コウモリは自分で捕まえて駆除できますか?
原則としてできません。コウモリは鳥獣保護管理法の対象で、捕獲・殺傷には法律上の制限があります。朝倉市も、コウモリは原則として捕獲・殺傷が禁止されていると案内しています。
まとめ
コウモリを寄せ付けないためには、忌避剤やライトだけに頼るのではなく、家のどこに寄っているのか、どこから入れるのかを確認することが大切です。
特に確認したい場所は、換気口、軒下、軒天、シャッターボックス、ベランダ、エアコン配管、屋根まわりです。黒い粒状のフンが毎日同じ場所に落ちる場合は、その真上に休み場所や侵入口がある可能性があります。
家庭でできる対策としては、フンの場所を記録する、外回りを整理する、庭木を剪定する、忌避剤を説明書どおりに使う、低所のすき間を確認する、といった方法があります。
一方で、コウモリは鳥獣保護管理法の対象であり、許可なく捕獲・殺傷することはできません。また、中にいる状態で侵入口を塞ぐと、閉じ込めや臭いの原因になります。
フンが増えている、換気口や軒下から出入りしている、高所作業が必要、天井裏にいる可能性がある、忌避剤を使っても戻ってくる場合は、専門業者や住宅会社、管理会社へ相談しましょう。

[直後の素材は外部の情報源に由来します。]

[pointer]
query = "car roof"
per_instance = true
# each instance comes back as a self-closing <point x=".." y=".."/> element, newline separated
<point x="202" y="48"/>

コウモリ対策で重要なのは、「捕まえること」ではなく、寄りつかせない環境づくりと、再発しにくい侵入防止です。
あとがき
LifeXreesでは、コウモリ・ネズミ・害虫など、住まいに起こりやすいトラブルについて、家庭で確認できる範囲と専門業者に相談すべき判断基準を分かりやすく紹介しています。コウモリのフンや羽音、換気口・軒下のすき間が気になる場合は、まず発生場所を写真で記録し、無理のない範囲で予防対策を進めましょう。